I’m in the process of updating the decor and organization in my craft room/home office. If you’d like to see how I built this Ikea office, you can read all about it  here.

I’m saving my budget for some other DIY projects and wanted to sneak through this home office update without spending much money. I was able to update all six bins for about $4, since I had many of the supplies on hand. Above is a picture of the bins before I started the process.

BEFORE WE BEGIN


This process is a little different from the traditional method of decoupage. Instead of using Modge Podge, I used a protective top coat (Polycrylic) and heat.


I think this process works best on flat surfaces. Before I started the project, I tested this on a wood board. I found that the finish was smoother on the board than it was on the cardboard lid. I think this was because I could apply more pressure to the board.

APPLY PAINT AND POLYCRYLIC TO THE LIDS


Using a brush, I painted the lids white (Behr Snowy Pine). I chose white because the napkin is very thin and the paint color will show through it. Let them dry.


Then, using an inexpensive foam applicator, I added two coats of Polycrylic to the lids. Allowing them to dry in between coats. The Polycrylic is the adhesive we will be using for the decoupage in the next step.

PAINT THE STORAGE BINS


Start out by painting the sides of the bin using Behr French Gray and a Purdy paint brush. I found it easiest to paint two sides and move on to the next bin. Then, by the time I reached the last bin, I started over at the beginning and painted the other two sides. Finally, I flipped them over and painted the bottom of the bins. One coat would have been sufficient, but I decided to do two coats for better coverage.

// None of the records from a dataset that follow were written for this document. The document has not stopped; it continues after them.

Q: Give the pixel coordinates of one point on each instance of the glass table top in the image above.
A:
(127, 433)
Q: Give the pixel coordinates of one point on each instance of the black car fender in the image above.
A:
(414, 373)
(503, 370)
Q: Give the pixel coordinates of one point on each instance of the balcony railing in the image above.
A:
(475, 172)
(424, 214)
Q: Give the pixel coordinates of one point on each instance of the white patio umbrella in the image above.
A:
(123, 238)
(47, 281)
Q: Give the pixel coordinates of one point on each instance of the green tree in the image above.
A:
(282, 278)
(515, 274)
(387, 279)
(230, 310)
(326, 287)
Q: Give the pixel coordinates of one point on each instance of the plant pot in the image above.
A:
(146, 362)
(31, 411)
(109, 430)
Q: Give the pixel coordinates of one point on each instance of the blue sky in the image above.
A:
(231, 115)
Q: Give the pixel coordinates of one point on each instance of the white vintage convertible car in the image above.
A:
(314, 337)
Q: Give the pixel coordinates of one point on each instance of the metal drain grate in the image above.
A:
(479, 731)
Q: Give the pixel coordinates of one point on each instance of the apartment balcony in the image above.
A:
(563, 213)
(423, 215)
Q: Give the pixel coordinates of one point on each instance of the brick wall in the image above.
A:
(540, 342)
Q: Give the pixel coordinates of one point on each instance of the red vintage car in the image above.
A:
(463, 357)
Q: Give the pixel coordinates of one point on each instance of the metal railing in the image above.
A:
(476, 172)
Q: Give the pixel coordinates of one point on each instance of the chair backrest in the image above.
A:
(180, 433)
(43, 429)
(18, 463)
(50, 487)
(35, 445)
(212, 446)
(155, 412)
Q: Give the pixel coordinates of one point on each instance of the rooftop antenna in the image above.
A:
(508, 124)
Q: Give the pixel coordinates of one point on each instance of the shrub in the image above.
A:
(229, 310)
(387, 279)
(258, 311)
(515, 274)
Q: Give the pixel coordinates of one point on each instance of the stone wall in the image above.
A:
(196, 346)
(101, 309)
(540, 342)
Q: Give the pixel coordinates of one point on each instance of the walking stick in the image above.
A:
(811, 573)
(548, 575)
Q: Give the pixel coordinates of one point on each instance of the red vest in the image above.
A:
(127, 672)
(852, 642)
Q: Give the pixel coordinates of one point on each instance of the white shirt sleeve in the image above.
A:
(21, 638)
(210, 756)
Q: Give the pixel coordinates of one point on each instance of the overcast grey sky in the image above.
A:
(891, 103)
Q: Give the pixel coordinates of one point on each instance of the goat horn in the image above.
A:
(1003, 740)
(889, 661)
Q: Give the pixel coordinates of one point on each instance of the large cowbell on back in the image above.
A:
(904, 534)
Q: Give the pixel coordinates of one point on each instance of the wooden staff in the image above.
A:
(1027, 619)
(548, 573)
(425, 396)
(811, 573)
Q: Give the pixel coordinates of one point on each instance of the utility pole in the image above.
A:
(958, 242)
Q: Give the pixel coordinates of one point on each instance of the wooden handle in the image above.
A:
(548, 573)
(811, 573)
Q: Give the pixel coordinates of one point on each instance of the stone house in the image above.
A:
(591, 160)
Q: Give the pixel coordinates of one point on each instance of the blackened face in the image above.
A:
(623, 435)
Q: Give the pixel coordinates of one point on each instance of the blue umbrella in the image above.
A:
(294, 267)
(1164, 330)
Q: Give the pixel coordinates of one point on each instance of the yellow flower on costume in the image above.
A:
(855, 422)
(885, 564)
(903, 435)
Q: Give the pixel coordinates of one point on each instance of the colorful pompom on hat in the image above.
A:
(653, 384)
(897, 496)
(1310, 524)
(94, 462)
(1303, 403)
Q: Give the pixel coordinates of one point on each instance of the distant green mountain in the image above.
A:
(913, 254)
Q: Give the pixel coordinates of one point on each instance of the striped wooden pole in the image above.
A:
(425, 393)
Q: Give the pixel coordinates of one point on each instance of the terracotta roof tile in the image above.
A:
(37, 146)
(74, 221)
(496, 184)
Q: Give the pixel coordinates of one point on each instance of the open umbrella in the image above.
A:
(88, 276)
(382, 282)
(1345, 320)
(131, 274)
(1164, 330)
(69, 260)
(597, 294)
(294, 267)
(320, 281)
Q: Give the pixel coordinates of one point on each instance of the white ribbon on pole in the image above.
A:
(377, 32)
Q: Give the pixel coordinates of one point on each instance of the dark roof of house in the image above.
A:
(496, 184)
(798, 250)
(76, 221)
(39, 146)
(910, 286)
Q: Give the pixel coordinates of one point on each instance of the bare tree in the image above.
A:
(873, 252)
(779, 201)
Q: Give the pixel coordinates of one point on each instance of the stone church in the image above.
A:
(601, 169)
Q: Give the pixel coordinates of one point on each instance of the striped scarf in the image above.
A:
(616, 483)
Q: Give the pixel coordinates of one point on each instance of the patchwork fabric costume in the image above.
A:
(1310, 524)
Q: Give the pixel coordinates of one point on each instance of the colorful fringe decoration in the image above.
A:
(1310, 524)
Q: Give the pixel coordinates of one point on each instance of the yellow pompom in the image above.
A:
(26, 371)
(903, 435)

Alternatively, you could use a high density foam roller. You will need a paint pan or paper plate. Add the paint to the pan and roll it on. This will give you a really smooth finish. I just enjoy using a paint brush.

SEPARATE AND IRON THE NAPKINS


Usually the napkins are three-ply. Meaning you need to separate the layers before you begin the decoupage process.

Unfold the napkin, starting at one corner, begin to separate the layers. Repeat this process for the number of lids you have.


Once they are separated, take the decorative layer and iron it. I covered it with parchment paper and pressed it with my easy press at 290 degrees. I moved it around until most of the creases were gone.

DECOUPAGE WITH HEAT

To support the lid, I placed a pine board under it covered in parchment paper.

Then I placed my napkin on top of the lid and covered it with parchment paper. Be sure your Cricut Easy Press or iron are preheated. Then press the napkin to the lid for 10 seconds and move to the next section. Take care not to hold it in one place for too long or you can scorch the napkin and make it yellow.

Once the face side of the lid was done, I moved on to the edges of the lid. I placed the lid on its edge. Supporting the weight of the Easy Press, I gently held it to the edge of the lid for 10 seconds and repeated until the entire perimeter was finished.


Cut off any excess napkin with a pair of scissors or kraft knife. And your lid should look like the image below.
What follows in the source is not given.